Au temps passé quant Nature me fist En ce monde venir, elle me mist Premierement tout en la gouvernance D'une Dame qu'on appeloit Enfance; En lui faisant estroit commandement De me nourrir, et garder tendrement, Sans point souffrir soing ou merencolie, Aucunement me tenir compaignie; Dont elle fist loyaument son devoir; Remercier l'en doy pour dire voir.
En cest estat, par ung temps me nourry, Et apres ce, quant je fu enforcy, Ung messaigier qui Aage s'appella, Une lectre de creance bailla A Enfance, de par Dame Nature, Et si lui dist que plus la nourriture De moy n'auroit, et que Dame Jeunesse Me nourriroit, et seroit ma maistresse; Ainsi du tout Enfance delaissay, Et avecques Jeunesse m'en alay.
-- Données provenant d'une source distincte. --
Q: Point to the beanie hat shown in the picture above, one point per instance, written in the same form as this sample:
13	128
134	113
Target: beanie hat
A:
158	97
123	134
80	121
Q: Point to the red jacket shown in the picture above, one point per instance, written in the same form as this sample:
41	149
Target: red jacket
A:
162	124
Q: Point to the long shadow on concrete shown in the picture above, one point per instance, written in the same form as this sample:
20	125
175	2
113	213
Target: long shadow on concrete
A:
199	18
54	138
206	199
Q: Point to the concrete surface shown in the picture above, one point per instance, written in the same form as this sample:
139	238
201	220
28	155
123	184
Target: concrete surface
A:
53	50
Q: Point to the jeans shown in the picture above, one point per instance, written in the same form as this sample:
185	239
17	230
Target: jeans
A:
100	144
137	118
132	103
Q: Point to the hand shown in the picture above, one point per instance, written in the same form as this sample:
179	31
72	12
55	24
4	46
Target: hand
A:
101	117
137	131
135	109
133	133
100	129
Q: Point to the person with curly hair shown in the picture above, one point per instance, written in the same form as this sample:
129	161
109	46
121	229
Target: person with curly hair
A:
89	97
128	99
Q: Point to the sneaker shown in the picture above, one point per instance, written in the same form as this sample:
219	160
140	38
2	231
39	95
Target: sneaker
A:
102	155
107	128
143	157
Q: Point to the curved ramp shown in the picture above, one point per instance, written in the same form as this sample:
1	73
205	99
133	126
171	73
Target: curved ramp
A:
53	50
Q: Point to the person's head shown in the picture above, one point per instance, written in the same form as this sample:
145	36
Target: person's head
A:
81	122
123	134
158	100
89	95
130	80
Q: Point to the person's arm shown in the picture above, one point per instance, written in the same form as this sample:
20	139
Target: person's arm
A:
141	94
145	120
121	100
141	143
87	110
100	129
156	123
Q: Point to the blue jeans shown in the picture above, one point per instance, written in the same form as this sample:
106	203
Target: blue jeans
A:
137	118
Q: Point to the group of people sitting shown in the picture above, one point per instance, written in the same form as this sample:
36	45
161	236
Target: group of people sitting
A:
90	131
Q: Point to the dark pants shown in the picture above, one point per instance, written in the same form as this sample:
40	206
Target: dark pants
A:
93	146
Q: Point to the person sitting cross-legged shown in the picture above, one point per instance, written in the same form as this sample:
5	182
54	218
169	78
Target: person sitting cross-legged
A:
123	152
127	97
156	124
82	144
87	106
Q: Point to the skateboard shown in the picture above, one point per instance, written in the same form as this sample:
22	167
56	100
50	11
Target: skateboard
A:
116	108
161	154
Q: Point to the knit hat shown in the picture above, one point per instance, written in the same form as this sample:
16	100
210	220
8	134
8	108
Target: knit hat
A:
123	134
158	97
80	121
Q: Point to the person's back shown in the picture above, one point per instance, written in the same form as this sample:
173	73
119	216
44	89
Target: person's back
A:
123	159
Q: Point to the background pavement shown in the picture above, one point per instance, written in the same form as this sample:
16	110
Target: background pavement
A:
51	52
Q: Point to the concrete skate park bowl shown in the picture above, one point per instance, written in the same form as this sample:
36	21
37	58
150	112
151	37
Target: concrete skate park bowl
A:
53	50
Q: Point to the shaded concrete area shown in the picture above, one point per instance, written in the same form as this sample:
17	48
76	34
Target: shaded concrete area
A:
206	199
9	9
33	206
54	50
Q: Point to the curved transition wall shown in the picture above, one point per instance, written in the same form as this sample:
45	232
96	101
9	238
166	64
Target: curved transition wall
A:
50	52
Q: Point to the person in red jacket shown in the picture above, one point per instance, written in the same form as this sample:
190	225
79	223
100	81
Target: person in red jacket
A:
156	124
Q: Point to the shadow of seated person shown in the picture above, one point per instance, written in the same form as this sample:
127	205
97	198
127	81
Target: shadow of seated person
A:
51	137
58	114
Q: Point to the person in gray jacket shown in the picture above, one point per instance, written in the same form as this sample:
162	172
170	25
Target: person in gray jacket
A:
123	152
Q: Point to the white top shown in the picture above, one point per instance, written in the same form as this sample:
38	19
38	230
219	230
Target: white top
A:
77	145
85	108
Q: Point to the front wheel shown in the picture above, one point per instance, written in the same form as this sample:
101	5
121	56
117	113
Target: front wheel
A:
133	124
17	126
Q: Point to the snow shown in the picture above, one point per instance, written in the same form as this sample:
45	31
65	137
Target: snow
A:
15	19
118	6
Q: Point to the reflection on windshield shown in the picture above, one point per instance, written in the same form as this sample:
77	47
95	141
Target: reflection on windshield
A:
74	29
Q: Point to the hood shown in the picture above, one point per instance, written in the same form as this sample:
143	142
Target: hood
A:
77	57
Quant Jeunesse me tint en sa maison, Ung peu avant la nouvelle saison, En ma chambre s'en vint ung bien matin, Et m'esveilla le jour saint Valentin, En me disant: Tu dors trop longuement, Esveille toy, et aprestes briefment, Car je te vueil avecques moy mener Vers ung seigneur dont te fault acointer, Lequel me tient sa servante tres chiere; Il nous fera, sans faillir, bonne chiere.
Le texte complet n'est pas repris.